Ever since that time, landscape painting continued to be associated with low or commercial art. Nonetheless, Mooi Indies era painting is heavily sought after by collectors, and training in landscape painting is still required in the art academies. The same formulaic conventions continued to be propagated, yet also dismissed as not ‘serious’ or ‘original’ art.
Entering the Forbidden Zone
It is to this ambivalence toward the legacy and history of the landscape in visual art in Indonesia that Krisna speaks, and attempts to figure out his own position in such a history and discourse:
The theme of Landscape in “Forbidden Zone” is inspired by three things: namely, art education, Mooi Indies, and Sudjojono. I am an academically trained artist. When I was a student, I completed two years of studying landscape painting (and still life) as a method of art education. I realized that the system of education at ITB is a legacy from the Dutch (Ries Mulder, painter and pioneer of art at ITB). The Dutch gaze and education system has influenced my understanding, perspective, proportion, color, etc.; this, although in reality my instructors at the time never questioned Indonesian identity (in painting) or reality in Indonesia. Therefore, I had no other choice except to employ the Dutch discourse. In other words, since my student days, I [my identity as an artist] have been constructed by this concept. […]
In “Forbidden Zone”, I try to map or reconstruct this [identity constructed by the Dutch discourse and concepts of landscape], also what is currently happening to me personally. Where is my position in all for this right now? I suppose that the landscape in “Forbidden Zone” is only a small portrait of a cultural position, identity, or an attempt of the Indonesian people to understand this reality. It seems that in fact we have yet to really discuss and understand this reality.[24]
Between the conventions of landscape painting seen through the lens of the Dutch gaze that persist in the art education in Indonesia and anti-colonial nationalist sentiments made by those such as Soedjojono – which is the ‘truth’? According to Krisna, both are the realities in Indonesian art history that continue to influence, confound, and shape certain discussions in the Indonesian art discourse.
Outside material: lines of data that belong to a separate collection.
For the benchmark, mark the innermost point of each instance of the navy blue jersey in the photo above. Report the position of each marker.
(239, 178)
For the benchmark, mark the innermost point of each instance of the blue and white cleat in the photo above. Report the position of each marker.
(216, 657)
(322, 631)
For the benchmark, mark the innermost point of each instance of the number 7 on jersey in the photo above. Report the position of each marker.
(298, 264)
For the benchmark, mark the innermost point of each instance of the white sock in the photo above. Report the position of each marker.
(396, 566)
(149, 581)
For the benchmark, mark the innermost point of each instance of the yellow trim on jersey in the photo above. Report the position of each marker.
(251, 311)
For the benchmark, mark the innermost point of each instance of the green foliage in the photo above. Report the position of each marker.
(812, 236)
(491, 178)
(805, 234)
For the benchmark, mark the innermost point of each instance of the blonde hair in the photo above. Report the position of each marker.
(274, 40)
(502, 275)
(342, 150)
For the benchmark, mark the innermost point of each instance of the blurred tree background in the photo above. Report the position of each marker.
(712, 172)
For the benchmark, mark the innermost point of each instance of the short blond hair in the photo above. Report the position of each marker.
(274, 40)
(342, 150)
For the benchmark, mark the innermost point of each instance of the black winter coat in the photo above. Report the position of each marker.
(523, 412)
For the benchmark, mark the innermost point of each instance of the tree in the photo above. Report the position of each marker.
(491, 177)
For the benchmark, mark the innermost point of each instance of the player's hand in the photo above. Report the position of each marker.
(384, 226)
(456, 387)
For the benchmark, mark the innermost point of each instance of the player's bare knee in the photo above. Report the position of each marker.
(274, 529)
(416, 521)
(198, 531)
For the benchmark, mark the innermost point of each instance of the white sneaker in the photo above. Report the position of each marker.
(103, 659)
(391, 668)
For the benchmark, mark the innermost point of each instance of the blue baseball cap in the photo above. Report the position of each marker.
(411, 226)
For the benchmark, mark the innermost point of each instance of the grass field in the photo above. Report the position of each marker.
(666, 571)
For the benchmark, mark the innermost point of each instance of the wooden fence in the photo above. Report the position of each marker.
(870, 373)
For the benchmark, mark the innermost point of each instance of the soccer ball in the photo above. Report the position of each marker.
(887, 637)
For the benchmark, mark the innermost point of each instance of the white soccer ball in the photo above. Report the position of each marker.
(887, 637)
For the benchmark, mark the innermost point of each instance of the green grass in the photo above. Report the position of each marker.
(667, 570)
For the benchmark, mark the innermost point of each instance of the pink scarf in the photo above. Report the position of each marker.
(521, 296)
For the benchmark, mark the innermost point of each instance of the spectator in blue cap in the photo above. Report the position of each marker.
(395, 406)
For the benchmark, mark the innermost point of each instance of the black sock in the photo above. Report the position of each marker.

Whereas “Forbidden Zone” seems more like the artist’s personal questioning in the process of constructing his own artistic identity, in “Glare” and “Mirrorscape”, the artist views the question of landscape from a different perspective. In these works, it is an act of rejection on the part of the Balinese rice farmer to the tourist’s gaze that becomes the theme. Aside from Bali being stereotypically known as a culture of artists, its immense terraced rice fields that are carved into the hillsides throughout the island have become iconic of “Bali”; a fantasy fueled by the tourist industry through sumptuous brochures selling the dream holiday package. People from all over the world came to see the splendor of the Bali landscape. Balinese rice farmers became the object for tourist photos for the international market, yet without compensation. They began to fight back in what Krisna calls a “silent protest”, by placing reflective objects such as pieces of mirror and metal into thier rice fields. These would capture the sun’s rays, creating a glare, thus disrupting the surface of the desired landscape. It not only frustrates the ‘perfect’ photographic shot, but also the desired memories the tourist wishes to take back home with them.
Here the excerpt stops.